Step by step solution

01

Define an Oligopoly

An oligopoly is a market structure where a small number of large firms dominate the market. These firms often have significant market power and can influence prices, but they must also consider the actions of other firms in the market when making decisions.
02

Monopoly and Competitive Market Behavior

In a monopoly, there is only one firm dominating the entire market, thus having significant control over price. They maximize profit by producing the quantity at which marginal revenue equals marginal cost and charging a higher price than their production cost. In a competitive market, there are numerous firms offering similar products. Each firm is a price taker, meaning they cannot influence the market price and must accept the price determined by the overall supply and demand. They maximize profit by producing the quantity at which the market price equals their marginal cost.
03

Oligopoly Behavior

In an oligopoly, firms exhibit both competitive and monopolistic characteristics. When oligopolistic firms compete, each firm's decision influences the others' actions.

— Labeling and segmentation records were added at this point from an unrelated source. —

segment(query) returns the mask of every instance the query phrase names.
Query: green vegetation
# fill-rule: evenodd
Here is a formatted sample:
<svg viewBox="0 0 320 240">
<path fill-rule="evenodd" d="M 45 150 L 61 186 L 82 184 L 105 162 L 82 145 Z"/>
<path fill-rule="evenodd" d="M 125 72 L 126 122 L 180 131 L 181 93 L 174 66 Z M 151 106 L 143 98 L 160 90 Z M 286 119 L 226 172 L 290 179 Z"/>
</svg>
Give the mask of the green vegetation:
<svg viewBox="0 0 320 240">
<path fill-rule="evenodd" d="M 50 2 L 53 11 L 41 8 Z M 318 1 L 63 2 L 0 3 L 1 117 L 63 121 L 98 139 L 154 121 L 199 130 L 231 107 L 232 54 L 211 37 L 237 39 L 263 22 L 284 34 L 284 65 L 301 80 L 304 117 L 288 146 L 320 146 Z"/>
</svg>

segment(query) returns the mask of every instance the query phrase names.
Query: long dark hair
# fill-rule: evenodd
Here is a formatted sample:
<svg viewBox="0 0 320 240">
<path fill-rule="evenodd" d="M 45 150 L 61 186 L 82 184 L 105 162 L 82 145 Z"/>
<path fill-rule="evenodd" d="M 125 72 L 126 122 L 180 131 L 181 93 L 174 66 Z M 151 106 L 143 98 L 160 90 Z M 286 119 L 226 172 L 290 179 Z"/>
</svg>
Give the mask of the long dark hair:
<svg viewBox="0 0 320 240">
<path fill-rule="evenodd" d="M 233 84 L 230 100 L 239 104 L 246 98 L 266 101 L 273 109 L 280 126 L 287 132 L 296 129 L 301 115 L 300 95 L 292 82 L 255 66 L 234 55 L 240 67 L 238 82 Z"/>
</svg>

This interdependence often results in firms strategically making pricing and output decisions, leading to outcomes such as price rigidity or price wars. However, firms in an oligopoly can also engage in collusion, where they agree to act collectively like a monopoly, setting prices and limiting output to maximize joint profits. By doing so, they can exert more control over the market, similar to a monopolistic market structure.
04

Conclusion

The behavior of firms in an oligopoly can fall between that of a monopoly and competitors, depending on the level of competition and cooperation in the market. If oligopolistic firms engage in collusion, they may act more like a monopoly, whereas if they strategically compete against one another, they act more like competitors. Overall, the level of competition and cooperation in an oligopoly varies, making it difficult to definitively say whether they act more like a monopoly or more like competitors.